EPA finalizing emissions rule that would lessen impact on small businesses
The Environmental Protection Agency announced Thursday that it is finalizing a rule aimed at curbing greenhouse gas emissions from the largest emitters in the United States, a proposal that would soften the regulation's impact on small businesses but is sure to face a court challenge.
The decision is significant because it shows the Obama administration's determination to move ahead with regulating carbon dioxide under the Clean Air Act, even as the prospects of enacting climate legislation this year appear uncertain.
The new rule would cover 67 percent of the greenhouse gas emissions from stationary sources such as power plants and oil refineries, the EPA estimates, and in its first year would translate into 900 permits for both new sources and modifications to existing sources of global warming pollution. Those emitters would have to prove they are using the best technology to minimize their greenhouse gas output.
Under the Clean Air Act, facilities emitting 100 to 250 tons of a pollutant each year must apply for a federal permit. But since that would encompass emitters as small as a restaurant or a large apartment building, the new rules would initially raise the threshold to 100,000 tons of carbon dioxide equivalent for any new facility. Facilities undergoing modification that would increase emissions by 75,000 tons would also need a permit.

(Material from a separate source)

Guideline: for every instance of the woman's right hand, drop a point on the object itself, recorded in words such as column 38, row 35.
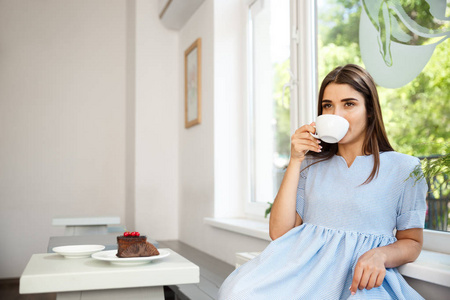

"After extensive study, debate and hundreds of thousands of public comments, EPA has set common-sense thresholds for greenhouse gases that will spark clean technology innovation and protect small businesses and farms," said EPA Administrator Lisa P. Jackson.
In addition to carbon dioxide, emissions of methane, nitrous oxide, hydrofluorocarbons, perfluorocarbons and sulfur hexafluoride would count toward a facility's greenhouse gas emissions.
Frank O'Donnell of the advocacy group Clean Air Watch said the announcement's timing "does raise one eyebrow: Surely this isn't designed to nudge some EPA-hating senators to embrace the Senate legislation?"
Sens. John F. Kerry (D-Mass.) and Joseph I. Lieberman (I-Conn.) unveiled their compromise climate and energy bill Wednesday, saying colleagues should consider backing legislation rather than allowing the EPA to regulate emissions.